Following on from my first piece on the arms race update, I wanted to look into the impact of injecting a large number of ships into the market.
We will use market data from Jita, to look at the week running up to the event, the week of the event and the week afterwards. To see how the market anticipated, reacted and if it recovered.
For each of the 8 ships, we will look at the average price each week, to see how the market price was controlled by the event. We’re also going to cover the average order count and volume, to see how many ships of each type moved. All graphs apart from the three at the end of the article are from Fuzzworks.

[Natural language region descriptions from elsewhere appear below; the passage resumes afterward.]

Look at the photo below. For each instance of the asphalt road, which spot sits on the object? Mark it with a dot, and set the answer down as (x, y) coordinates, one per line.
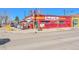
(61, 40)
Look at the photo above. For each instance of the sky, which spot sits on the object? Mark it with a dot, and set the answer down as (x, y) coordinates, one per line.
(22, 12)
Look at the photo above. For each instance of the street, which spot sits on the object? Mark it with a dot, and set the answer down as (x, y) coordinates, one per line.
(53, 40)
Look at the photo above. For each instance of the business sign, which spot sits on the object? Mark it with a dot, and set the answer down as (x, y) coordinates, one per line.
(51, 18)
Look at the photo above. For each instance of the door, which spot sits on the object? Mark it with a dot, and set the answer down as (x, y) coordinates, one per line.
(75, 23)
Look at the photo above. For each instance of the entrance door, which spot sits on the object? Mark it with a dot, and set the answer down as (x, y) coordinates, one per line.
(75, 23)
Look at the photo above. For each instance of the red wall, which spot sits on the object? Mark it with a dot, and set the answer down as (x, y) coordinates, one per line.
(56, 23)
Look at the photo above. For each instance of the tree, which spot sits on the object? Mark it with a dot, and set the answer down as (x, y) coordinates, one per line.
(17, 19)
(6, 19)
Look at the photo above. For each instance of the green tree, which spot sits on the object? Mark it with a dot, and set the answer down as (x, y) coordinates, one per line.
(6, 19)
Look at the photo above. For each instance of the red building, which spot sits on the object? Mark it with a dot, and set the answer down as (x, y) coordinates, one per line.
(49, 21)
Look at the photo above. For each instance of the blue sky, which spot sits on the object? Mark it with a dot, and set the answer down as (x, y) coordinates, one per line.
(21, 12)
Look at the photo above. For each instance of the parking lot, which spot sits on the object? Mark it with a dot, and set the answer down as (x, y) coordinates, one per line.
(52, 40)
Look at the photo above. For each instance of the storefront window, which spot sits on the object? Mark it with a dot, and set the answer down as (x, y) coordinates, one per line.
(45, 22)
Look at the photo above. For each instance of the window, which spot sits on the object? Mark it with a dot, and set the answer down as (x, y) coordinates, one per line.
(61, 22)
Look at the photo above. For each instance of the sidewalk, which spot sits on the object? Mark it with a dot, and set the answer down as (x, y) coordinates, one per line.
(35, 30)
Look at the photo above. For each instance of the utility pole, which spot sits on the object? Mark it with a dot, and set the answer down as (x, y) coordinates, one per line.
(64, 12)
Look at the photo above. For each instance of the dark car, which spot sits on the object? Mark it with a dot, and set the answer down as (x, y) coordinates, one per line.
(4, 41)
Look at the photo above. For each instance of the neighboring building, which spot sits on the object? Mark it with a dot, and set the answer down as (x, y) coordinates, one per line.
(49, 21)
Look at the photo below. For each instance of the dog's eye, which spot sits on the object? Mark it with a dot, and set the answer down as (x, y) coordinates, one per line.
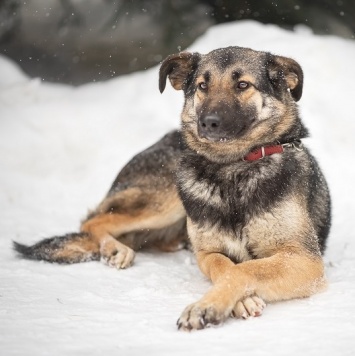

Starting off with the Drake:
The average price of a Drake had been slowly climbing over the month before the event, hitting an average of 42.9m a few days before the event. As the event started the price dropped to an average of 37m on December 13 and stayed low for a few days till recovering to 41.9m on the December 19. Transactions spiked by 200 and broke 300 a day, 3 times during the event. In the following week, they dropped below 200. This is expected to continue as normal supply and demand returns.
For the Raven, the price was holding steady on the approach to the event. It’s price dropped sharply by over 20m during the course of the event and has not yet recovered. Like the Drake, the Raven saw heavy volumes of trading, hitting over 300 units a day in Jita alone. Orders in the week following the event were up on average. As traders snapped up spare ships on the market at the low price.
The Myrmidon also lost value during the week of the event, dropping by around 20% during the week. In the week before the event volume was rarely above 75. During the event, volume was above 200 for much of the week. In the week afterwards, the price has not yet recovered beyond 39m, and trade volume remains high.
Already on a slow decline approaching the event, the Megathron was hit hard, losing over 20m off its average price in less than 24 hours. Orders and volumes spiked over 400% on some days as the market was flooded with the ships. Following the event, the price has rallied a bit but still been clearly affected.
The Hurricane, a very popular ship, managed to avoid a price crash. Its price held strong and only lost about 4% on some days, but in the week that followed went up in price. The market was very welcoming of this injection of ships, the Hurricane is used frequently, which is why the price remains unchanged. Even with orders and volumes doubling over the course of the event.
The Typhoon looks to be one of the least traded ships that we’ve looked at, it almost looked like business as usual during the week of the event, with the injection having little to no effect. December the 9th saw trading hit over 105 units, but apart from that, nothing else stands out.
The Harbinger is another ship which saw a few changes to its price, down 10% during the event. It saw five times the volume and numbers of orders during the week of the event. Which is odd as the price did not crash as other ships have. The average price has since recovered a little, as the remaining ships are absorbed into the market.
Was the event a success? I would say so. Alpha players were able to get their hands on new ships and experience new ships which were now available to them. All at the cost of market stability. The markets should recover, but the last few weeks have shown that the market is fragile and outside influence can have damning effects.
It’s to be noted that as of 30th of December, the price of an Apoc is at an average of 132M, still 20m down from the average price on the 4th of December.